USGS - science for a changing world

sbtools - Modify sbitems

This lesson will teach you how to manage your ScienceBase items and folders from R, which can be useful for batch or automated updates and edits. The following sections contain functions you would use to modify ScienceBase items from R. Keep in mind that most functions start with item_* (singular). These limit the input for only one item at a time. If you have more than one, you can use the equivalent items_* (plural) functions, which can accept single or multiple item values.

In these examples, you will be modifying ScienceBase items. These assume you have an account and are logged in (see ?authenticate_sb). Make sure to load sbtools and sign in to ScienceBase. Refer to the previous lesson for detailed information on authentication.

library(sbtools)

All the functions used here will have either parent_id or sb_id as the first argument. parent_id is looking for information on the location to create a new item or folder. Sometimes this defaults to your user account, but can be overridden with an object of class sbitem or the ScienceBase ID as a character value. The sb_id argument does not have a default and is looking for an object of class sbitem or the character ID of the ScienceBase item you are modifying.

In these functions, you might notice some parent_id arguments defaulting to user_id(). This is a function that returns the id for your ScienceBase account’s home item, and is frequently used when creating items. It can also be useful with the item_list_* functions taught in the previous lesson to see what items are saved under your account. If you are not authenticated, this will return an error.

## [1] "56215f74e4b06217fc478c3a"

## list()

## data frame with 0 columns and 0 rows

Creating ScienceBase items

ScienceBase can be used to create a hierarchical organization for projects. To do this, we can create folders and items within those folders directly from R using sbtools.

This section will give examples for the following functions:

  • folder_create
  • item_create
  • items_create

First, we will create a folder named “usgs-r-pkgs-test”. Make this folder “top-level” under your user account by using the default for the parent_id argument, user_id(). Then, use item_get (introduced in the previous lesson) to see if the folder was actually created. It should return an error if the item does not exist.

new_folder <- folder_create(name = "usgs-r-pkgs-test")

# verify that it worked
is.sbitem(item_get(new_folder))
## [1] TRUE

Now, create a single item inside of the newly created folder. To do this, use the sbitem object from the previous step as the parent_id here. Verify that the item was added to the folder.

new_item <- item_create(parent_id = new_folder, title = "single item")

# verify that it worked
is.sbitem(item_get(new_item))
## [1] TRUE
"usgs-r-pkgs-test" == item_get_parent(new_item)$title
## [1] TRUE

Next, add three items at once. Nest the first two items under the new folder, and the last one as a top-level folder. Note that this currently does not do the expected behavior - it just puts everything under the new folder. This is a known issue in sbtools.
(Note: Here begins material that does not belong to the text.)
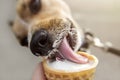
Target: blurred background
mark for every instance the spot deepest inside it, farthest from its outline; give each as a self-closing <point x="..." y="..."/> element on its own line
<point x="101" y="16"/>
add_mult <- items_create(parent_id = list(new_folder, new_folder, user_id()),
                         title = c("item 1", "item 2", "top-level item"))

# verify that all three were successfully added
sapply(add_mult, function(item) is.sbitem(item_get(item)))
## [1] TRUE TRUE TRUE
# verify that they were put in the correct places
c("usgs-r-pkgs-test", "usgs-r-pkgs-test", item_get(user_id())$title) ==
  sapply(add_mult, function(item) item_get_parent(item)$title)
## [1]  TRUE  TRUE FALSE

If you want to confirm with your own eyes, navigate to your user account. You can either manually do this by going to sciencebase.gov, or use this code to open the URL from R (if you use the code option, you might still need to login on the site).

browseURL(item_get(sb_id=user_id())$link$url)

You should see two items: “top-level item” and the folder “usgs-r-pkgs-test” with 3 child items named “single item”, “item 1”, and “item 2”. AGAIN, “top-level item” will not actually be top-level until this issue has been fixed, so the third item will return FALSE for the second verification step.

Uploading your files

You can upload files directly from R to an existing or new ScienceBase item. All you need to do is select the appropriate function and get the file names. There are a few helper functions from base R that might be useful when working with files and filepaths: list.dirs, list.files, file.path, dir.exists, file.exists, system.file. Some may be shown in these examples, but explore them in more detail if they are unfamiliar.

This section will give examples for the following functions:

  • item_upload_create
  • item_append_files

To upload files to a new ScienceBase item, use the function item_upload_create. This function creates a new item, and uploads new files simultaneously. Try it out by uploading the first two files available in the sbtools package to a new item.

dir <- system.file("examples", package="sbtools")
sbtools_files <- list.files(dir)[1:2]
sbtools_files
## [1] "books.json" "data.csv"
sbtools_filepaths <- file.path(dir, sbtools_files)
test_item <- item_upload_create(parent_id = user_id(),
                                files = sbtools_filepaths)
test_item
## <ScienceBase Item> 
##   Title: books.json
##   Creator/LastUpdatedBy:     lcarr@usgs.gov / lcarr@usgs.gov
##   Provenance (Created / Updated):  2017-07-18T18:50:29Z / 2017-07-18T18:50:29Z
##   Children: FALSE
##   Item ID: 596e5875e4b0d1f9f062c872
##   Parent ID: 56215f74e4b06217fc478c3a

Currently, the title of the new item defaults to the first file that is uploaded, and there is no argument to override this behavior. This is a known sbtools issue. For now, you can change the title using the function item_update, which will be discusssed later in this lesson. Another interesting behavior is that uploading multiple files at once sometimes does not work for complex files. This is a known issue. In the meantime, always verify that your files were actually uploaded.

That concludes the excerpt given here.